The best way to solve this problem is to have a brag book. Anyone who has interviewed for sales positions probably has one. Just as creative professionals have portfolios, sales people have documentation of their accomplishments and accolades. This is their proof that they have performed at the level to which they claim. It’s the evidence in their case for why they should be hired. Who says this just has to be limited to sales? After all, in an interview, aren’t you selling yourself to the company? Here are a few tips for leaving a brag book that will keep your accomplishments fresh in the interviewers’ minds.
Capture events as they occur
Don’t make the mistake so many people make when writing their resumes — waiting until you need it. Start now. Think about the projects and assignments you have working on now—where are they? Where have you made great contributions? Have you been recognized by your boss, or even by your company? Have you taken a class or become certified in some area? Remember, you can always edit for content, tailor, and update. Your details will be easier to gather during or right after a project while they’re still fresh and available in your mind. For your own copy, fill it up with information. It’s always easier to pare down than to beef up!

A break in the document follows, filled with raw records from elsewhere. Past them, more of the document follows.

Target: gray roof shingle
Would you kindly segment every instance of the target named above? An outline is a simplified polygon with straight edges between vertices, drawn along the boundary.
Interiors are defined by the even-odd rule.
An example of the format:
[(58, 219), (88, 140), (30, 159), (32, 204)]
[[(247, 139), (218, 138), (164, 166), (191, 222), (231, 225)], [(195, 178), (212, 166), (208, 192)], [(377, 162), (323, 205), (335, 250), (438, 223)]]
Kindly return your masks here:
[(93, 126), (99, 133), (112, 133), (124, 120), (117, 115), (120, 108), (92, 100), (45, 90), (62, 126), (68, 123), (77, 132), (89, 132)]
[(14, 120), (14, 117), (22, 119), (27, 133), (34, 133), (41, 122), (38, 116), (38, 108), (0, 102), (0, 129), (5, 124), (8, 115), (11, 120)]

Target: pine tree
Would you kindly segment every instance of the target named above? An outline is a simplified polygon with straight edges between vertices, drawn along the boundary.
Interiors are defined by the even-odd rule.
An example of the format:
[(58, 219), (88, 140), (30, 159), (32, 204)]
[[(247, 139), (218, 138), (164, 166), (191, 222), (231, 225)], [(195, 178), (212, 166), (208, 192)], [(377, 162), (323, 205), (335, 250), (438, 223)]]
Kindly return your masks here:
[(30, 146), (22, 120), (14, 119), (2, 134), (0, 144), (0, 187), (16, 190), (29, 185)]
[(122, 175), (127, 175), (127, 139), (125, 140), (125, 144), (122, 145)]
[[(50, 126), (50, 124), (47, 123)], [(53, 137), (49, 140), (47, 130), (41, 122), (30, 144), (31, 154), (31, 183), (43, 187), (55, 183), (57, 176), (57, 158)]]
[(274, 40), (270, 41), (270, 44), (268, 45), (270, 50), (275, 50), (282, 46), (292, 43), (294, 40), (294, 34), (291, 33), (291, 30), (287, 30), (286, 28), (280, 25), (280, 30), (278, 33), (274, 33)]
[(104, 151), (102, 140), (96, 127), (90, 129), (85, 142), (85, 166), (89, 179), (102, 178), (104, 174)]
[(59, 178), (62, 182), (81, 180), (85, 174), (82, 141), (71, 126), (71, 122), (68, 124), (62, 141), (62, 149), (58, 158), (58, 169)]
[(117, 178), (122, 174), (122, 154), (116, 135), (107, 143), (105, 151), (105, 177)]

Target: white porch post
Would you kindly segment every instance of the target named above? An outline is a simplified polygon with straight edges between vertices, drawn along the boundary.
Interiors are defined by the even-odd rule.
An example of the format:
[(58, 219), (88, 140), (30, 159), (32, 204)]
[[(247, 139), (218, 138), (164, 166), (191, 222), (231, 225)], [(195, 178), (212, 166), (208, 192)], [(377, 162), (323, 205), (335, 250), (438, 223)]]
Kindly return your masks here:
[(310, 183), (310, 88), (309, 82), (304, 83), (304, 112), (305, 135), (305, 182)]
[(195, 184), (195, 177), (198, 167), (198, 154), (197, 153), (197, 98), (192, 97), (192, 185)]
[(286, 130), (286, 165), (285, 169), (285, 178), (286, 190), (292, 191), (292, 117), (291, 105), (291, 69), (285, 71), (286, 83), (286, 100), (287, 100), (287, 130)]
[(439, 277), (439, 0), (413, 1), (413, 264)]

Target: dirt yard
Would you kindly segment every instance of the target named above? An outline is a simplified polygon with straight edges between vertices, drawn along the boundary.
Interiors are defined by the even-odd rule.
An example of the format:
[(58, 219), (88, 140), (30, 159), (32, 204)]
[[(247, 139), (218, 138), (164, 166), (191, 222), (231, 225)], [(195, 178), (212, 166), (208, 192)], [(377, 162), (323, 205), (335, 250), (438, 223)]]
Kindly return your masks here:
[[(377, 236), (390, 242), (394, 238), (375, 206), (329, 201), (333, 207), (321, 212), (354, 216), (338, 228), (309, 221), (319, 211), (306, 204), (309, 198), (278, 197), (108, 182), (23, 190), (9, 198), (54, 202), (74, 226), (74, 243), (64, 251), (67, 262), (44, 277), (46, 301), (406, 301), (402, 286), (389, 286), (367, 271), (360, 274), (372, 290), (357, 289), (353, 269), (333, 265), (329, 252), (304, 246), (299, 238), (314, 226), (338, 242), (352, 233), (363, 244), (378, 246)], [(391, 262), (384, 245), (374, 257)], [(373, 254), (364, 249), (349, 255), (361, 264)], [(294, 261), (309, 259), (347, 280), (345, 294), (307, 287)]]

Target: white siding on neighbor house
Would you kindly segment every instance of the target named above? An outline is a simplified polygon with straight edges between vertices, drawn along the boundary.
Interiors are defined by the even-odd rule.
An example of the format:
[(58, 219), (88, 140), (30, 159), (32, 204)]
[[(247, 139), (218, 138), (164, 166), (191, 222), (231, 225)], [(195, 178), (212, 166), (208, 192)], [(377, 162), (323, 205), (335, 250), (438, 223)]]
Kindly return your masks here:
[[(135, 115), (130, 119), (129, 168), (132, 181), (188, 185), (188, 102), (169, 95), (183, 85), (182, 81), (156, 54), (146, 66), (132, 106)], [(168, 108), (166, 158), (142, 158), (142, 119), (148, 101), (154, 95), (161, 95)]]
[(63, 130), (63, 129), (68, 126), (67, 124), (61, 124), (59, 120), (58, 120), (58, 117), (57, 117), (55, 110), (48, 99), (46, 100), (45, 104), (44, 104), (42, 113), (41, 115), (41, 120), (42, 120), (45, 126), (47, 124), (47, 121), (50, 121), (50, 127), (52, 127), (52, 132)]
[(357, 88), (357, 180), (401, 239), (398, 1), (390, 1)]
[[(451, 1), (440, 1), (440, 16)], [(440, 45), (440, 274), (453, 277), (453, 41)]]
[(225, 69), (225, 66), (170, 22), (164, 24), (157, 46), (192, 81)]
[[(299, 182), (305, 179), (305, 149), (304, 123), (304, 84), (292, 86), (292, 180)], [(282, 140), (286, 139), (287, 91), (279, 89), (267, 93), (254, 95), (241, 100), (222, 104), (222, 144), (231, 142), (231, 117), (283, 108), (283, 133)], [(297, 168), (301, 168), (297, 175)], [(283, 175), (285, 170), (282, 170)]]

Pulling it together and formatting
Make your document easy to read. The format should be clean and bullet-pointed. Keep your writing to active voice—“I changed/implemented/organized.” Be concise, accurate, and specific. Assign numbers to your achievements. The sections you’ll include in the book will vary, depending on your field. You’ll want to include elements such as your resume, education information (perhaps a copy of your diploma or even your transcripts), certifications and certificates earned, continued education, performance reviews, letters of commendation or recommendation, materials you helped to create (note your contribution), and projects you’ve worked on and completed. Sales people include company ranking reports and photos of their accolades. There’s no rule that says you can’t do that, too. Just be sure that your presentation is professional overall.

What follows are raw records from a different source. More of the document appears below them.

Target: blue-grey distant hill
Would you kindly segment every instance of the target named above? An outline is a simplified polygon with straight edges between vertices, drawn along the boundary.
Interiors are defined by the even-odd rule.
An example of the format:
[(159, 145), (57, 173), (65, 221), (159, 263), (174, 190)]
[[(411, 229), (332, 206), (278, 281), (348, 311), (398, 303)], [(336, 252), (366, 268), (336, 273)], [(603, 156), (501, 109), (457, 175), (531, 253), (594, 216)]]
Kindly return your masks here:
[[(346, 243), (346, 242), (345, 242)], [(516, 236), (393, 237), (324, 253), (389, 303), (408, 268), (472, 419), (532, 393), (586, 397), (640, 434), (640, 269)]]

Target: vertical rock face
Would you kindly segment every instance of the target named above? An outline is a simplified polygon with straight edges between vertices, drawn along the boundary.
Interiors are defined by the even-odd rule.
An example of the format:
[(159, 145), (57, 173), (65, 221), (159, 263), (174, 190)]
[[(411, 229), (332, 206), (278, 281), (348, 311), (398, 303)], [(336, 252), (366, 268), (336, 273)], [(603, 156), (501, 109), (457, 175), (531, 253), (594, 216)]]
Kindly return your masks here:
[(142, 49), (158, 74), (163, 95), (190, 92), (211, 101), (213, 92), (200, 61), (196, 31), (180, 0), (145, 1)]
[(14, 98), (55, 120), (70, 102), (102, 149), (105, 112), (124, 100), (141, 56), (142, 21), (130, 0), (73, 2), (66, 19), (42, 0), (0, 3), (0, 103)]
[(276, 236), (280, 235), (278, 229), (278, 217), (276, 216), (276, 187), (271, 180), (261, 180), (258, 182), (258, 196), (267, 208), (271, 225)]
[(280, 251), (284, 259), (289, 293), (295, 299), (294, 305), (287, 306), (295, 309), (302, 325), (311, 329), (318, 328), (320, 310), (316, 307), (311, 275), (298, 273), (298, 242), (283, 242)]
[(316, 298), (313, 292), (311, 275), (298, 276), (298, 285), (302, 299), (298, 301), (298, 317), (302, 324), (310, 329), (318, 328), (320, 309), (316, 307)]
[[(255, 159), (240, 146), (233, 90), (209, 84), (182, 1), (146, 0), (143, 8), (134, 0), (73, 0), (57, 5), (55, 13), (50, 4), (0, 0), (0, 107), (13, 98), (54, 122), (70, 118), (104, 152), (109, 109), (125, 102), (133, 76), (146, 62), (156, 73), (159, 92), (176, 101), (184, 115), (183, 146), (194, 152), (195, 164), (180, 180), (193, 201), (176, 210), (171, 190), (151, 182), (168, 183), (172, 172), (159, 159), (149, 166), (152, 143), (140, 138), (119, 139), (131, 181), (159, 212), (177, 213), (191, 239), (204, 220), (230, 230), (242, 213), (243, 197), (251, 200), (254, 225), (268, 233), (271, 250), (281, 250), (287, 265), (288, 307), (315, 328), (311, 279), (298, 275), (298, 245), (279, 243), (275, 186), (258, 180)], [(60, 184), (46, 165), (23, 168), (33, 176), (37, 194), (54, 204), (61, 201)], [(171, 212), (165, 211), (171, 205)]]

Some people have an online portfolio of their work or their own website, which is great. Some sites like LinkedIn have a place where you can upload documents and other files to support your profile. However, sometimes you don’t want that information floating out there. It’s nice to have a little more control over some of the information that you don’t necessarily want to be online and public. Remember, if the information supporting your claims is proprietary, respect that and note it. Everyone understands having to keep information confidential and it won’t count against you. Give the information that you’re able to give. Not every company would be comfortable with you sharing business details, and you may have a confidentiality agreement in place (usually signed with your new hire paperwork).

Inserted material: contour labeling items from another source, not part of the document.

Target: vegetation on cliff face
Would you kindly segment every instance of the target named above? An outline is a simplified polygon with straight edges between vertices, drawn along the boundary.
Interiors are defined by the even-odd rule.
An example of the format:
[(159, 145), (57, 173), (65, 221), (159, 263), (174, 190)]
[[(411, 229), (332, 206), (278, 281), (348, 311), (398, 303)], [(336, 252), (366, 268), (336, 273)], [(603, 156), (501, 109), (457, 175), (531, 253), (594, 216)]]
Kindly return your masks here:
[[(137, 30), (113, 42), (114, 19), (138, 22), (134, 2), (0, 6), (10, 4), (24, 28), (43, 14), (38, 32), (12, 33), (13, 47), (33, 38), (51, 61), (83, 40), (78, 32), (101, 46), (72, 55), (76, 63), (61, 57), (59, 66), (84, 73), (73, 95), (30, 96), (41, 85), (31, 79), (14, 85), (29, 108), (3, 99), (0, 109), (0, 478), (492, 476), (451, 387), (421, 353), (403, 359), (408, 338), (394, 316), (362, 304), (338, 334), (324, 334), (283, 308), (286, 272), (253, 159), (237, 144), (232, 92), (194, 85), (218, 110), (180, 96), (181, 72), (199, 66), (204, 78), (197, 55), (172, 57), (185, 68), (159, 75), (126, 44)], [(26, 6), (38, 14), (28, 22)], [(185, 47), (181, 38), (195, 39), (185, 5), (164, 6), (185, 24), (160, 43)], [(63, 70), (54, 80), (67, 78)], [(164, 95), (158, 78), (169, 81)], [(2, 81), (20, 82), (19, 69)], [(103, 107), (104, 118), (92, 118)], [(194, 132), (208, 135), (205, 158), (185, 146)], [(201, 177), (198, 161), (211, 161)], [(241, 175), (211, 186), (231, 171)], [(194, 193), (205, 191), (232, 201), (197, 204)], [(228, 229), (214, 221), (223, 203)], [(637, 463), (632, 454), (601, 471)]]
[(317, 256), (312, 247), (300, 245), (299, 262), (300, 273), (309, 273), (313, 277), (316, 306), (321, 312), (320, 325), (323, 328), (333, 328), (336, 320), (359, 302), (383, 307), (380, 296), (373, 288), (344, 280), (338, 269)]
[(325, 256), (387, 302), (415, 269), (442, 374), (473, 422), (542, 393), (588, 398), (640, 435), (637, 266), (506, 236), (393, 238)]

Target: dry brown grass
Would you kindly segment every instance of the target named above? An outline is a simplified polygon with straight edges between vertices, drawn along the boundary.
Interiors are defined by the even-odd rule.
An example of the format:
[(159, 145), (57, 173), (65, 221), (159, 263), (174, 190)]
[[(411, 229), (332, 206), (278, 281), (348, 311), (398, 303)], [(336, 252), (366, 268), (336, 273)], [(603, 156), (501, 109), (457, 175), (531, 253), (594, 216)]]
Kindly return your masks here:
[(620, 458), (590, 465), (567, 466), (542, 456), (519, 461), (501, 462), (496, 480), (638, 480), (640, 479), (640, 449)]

The length, format, and content is all going to vary— after all, it’s about YOU and your potential value to the organization. Once you have your information pulled together and organized, have someone look at it. Pick a critical friend or a trusted colleague. Better yet, both! Make sure that you have no typos, no errors, no missing documents that you make reference to, and no photos that are unclear. Now, you’re ready to bring your brag book to your interview.
Using your brag book
Often, people get a little intimidated when they’re told to brag about themselves or their accomplishments. After all, what qualifies as going too far? How do you demonstrate your achievements without sounding like an arrogant jerk? Here’s the deal—if you can prove that you’ve done the things you say, if you can talk about your projects with the authority of someone who has been in those trenches, you won’t sound arrogant. After all, you’re presenting facts. Of course, tone counts for something, too. Make sure you give credit where it’s due and that you are not cocky, just knowledgeable. Use your brag book as an aid in your interview. This is where, when you give an example of “a time when…” you can reference something in that book to demonstrate your point.
You’ll want to have your master copy at home, but also a working copy for the hiring manager to keep and reference later. Bring another copy for yourself to reference. If you’d like to have something for each interviewer, that’s perfectly acceptable, too. It all depends on your interview panel. In some cases, it makes a lot more sense to provide it to the whole panel rather than just the hiring manager. As the scouts say, “be prepared!”
It’s nice to have something bound in a report folder. You don’t want to hand over loose sheets or a bunch of papers with a staple in it. After all, this is the impression you’re leaving with them. It represents you after you’ve left the building. It should match the level of the position for which you’re interviewing, or even reach a little higher. Remember, you’re demonstrating what you can bring to the company, why you are the best investment they can make. Hires are business decisions and no hiring manager wants to make a bad hire. Bad hires cost companies money. Show them why hiring you will be among their best decisions.